This is actually more of an invitation than a dare…
why not experiment with a gratitude practice?
with the practice of expressing your gratitude, out loud?
by which we mean, in the held space of a closed Facebook page, amongst other people supporting the practice?
After reading this story from early December, and Susan Reifer’s wonderful insights about the benefit of a gratitude practice, Diane Zaste felt a seed of an idea rattle about inside her heart. She watered it. And it grew into a Facebook page, and a small community of people, who are exploring gratitude in their daily lives.
It’s a closed group, in order to hold the space for people who are involved to share frankly. All are welcome. Just request an invite and the administrators will enfold you! (Click on the link to go to the Group and make the request, or PM Lisa Richardson or Diane Zaste and we can send you an invitation.)
As Diane explains on the page:
It is our hope to cultivate gratitude in our lives by providing a forum to share what we are grateful for on a daily basis.
You may be as committal as you choose, but consider the following quote from Susan Reifer –
“Neuropsychologists have found that the human brain has a natural negativity bias, and – Gratitude has the ability to influence your neural machinery, and, in the process, to generate higher flows of feel-good neurotransmitters, like dopamine and nor-epinephrine.”
That is the science behind what could be a life-changing practice.
Susan also says:
“Gratitude is not meant to be a power tool for denial to shut down genuine grief, discomfort, or concern. It’s not meant to be an act of self-aggression. Rather, it’s a practice of focusing, for a few minutes a day, on finding things, noticing things, for which one can naturally experience a feeling of warmth and welcome. And that little tiny act has been shown by a whole range of different kinds of research to have benefits on physical health, to have benefits on psychological health, to improve empathy and reduce aggression, improve sleep, improve self-esteem, improve mental agility and strength.”
Consider gratitude as an experience, and not just a sentiment. What better antidote to suffering can there be than gratitude?
We’ve agreed to keep this a closed group, but please feel free to request that your family and friends join us on this journey. Please share with us what you’re grateful for today, what inspired your gratitude, if you like, and any gratitude related media.
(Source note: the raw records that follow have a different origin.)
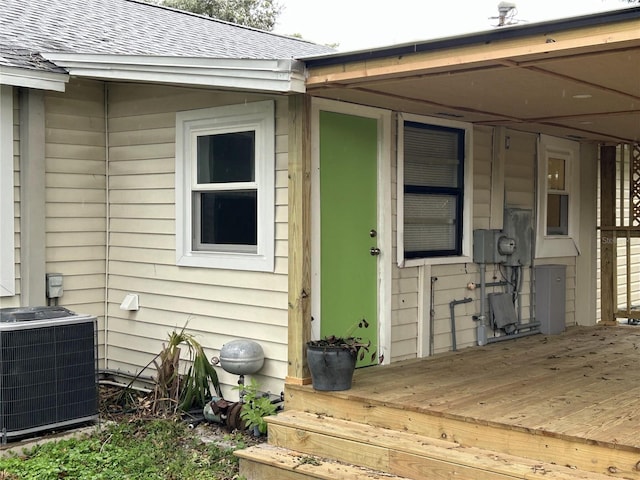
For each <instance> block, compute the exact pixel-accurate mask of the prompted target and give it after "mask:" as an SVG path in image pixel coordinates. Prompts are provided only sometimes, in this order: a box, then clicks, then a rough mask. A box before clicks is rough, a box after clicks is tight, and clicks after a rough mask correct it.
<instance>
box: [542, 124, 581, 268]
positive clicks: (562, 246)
mask: <svg viewBox="0 0 640 480" xmlns="http://www.w3.org/2000/svg"><path fill="white" fill-rule="evenodd" d="M549 157H555V158H561V159H563V160H564V161H565V179H566V184H565V191H564V192H563V193H566V194H567V195H568V196H569V205H568V210H569V212H568V232H567V235H547V199H548V194H549V192H548V183H547V175H548V173H549V172H548V165H549ZM552 193H553V192H552ZM537 194H538V198H537V210H538V214H537V228H536V255H535V256H536V258H554V257H574V256H576V255H579V254H580V250H579V248H578V245H579V238H578V235H579V232H580V143H578V142H575V141H572V140H567V139H564V138H558V137H552V136H549V135H540V136H539V137H538V188H537Z"/></svg>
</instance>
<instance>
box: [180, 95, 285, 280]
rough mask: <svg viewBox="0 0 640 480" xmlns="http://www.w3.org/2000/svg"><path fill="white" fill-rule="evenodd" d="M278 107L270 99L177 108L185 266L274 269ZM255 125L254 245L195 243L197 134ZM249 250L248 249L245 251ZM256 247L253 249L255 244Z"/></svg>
mask: <svg viewBox="0 0 640 480" xmlns="http://www.w3.org/2000/svg"><path fill="white" fill-rule="evenodd" d="M274 115H275V107H274V102H273V101H271V100H267V101H262V102H253V103H245V104H238V105H225V106H221V107H212V108H205V109H200V110H190V111H185V112H178V113H177V114H176V263H177V265H180V266H189V267H204V268H220V269H232V270H251V271H267V272H271V271H273V268H274V231H275V226H274V222H275V116H274ZM250 130H253V131H255V148H256V151H255V182H252V183H255V187H256V188H257V191H258V194H257V196H258V207H257V223H258V225H257V232H258V233H257V245H256V249H255V251H246V250H247V249H246V248H244V249H243V248H238V249H237V250H235V251H230V250H231V249H229V248H228V247H224V246H223V247H221V248H219V249H217V250H215V251H213V250H211V249H207V250H204V249H203V250H196V249H195V248H194V246H193V244H194V241H193V236H194V235H193V234H194V228H193V221H194V219H193V216H194V215H195V214H196V212H195V211H194V206H193V200H192V198H193V192H192V190H193V189H196V190H197V188H195V187H196V185H197V169H196V162H197V137H198V136H201V135H215V134H222V133H233V132H246V131H250ZM243 250H245V251H243ZM252 250H253V249H252Z"/></svg>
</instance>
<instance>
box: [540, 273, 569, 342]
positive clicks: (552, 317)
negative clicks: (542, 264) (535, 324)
mask: <svg viewBox="0 0 640 480" xmlns="http://www.w3.org/2000/svg"><path fill="white" fill-rule="evenodd" d="M566 271H567V268H566V266H565V265H538V266H536V267H534V275H535V282H536V296H535V301H536V320H537V321H539V322H540V331H541V332H542V333H544V334H545V335H557V334H559V333H562V332H564V330H565V318H566V308H565V304H566V291H567V286H566V285H567V273H566Z"/></svg>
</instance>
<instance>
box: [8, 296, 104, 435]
mask: <svg viewBox="0 0 640 480" xmlns="http://www.w3.org/2000/svg"><path fill="white" fill-rule="evenodd" d="M96 323H97V321H96V317H95V316H90V315H80V314H75V313H74V312H71V311H69V310H67V309H65V308H62V307H25V308H3V309H0V434H1V435H2V442H3V443H5V442H6V441H7V439H11V438H14V437H23V436H26V435H31V434H33V433H35V432H39V431H44V430H52V429H58V428H62V427H68V426H71V425H77V424H80V423H87V422H90V421H94V420H96V419H97V417H98V387H97V369H96V360H97V355H96V343H97V342H96V339H97V337H96Z"/></svg>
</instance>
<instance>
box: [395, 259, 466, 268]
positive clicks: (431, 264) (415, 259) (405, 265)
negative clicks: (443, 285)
mask: <svg viewBox="0 0 640 480" xmlns="http://www.w3.org/2000/svg"><path fill="white" fill-rule="evenodd" d="M472 262H473V259H472V258H471V257H468V256H459V257H433V258H411V259H407V260H404V261H403V262H402V263H401V264H398V267H399V268H409V267H420V266H423V265H455V264H458V263H472Z"/></svg>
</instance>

The Group page launched a month ago, today, and is a lovely place to visit daily for a little surge of feel-good chemicals… or to dip into now and then, when you need to be reminded that the world is a beautiful place, things are not always easy for people, but gratitude is a skill set that empowers people to spin an experience into something that might have more light to it, than initially seemed possible. Plus, everything good is better shared. (Except for the last square of chocolate.)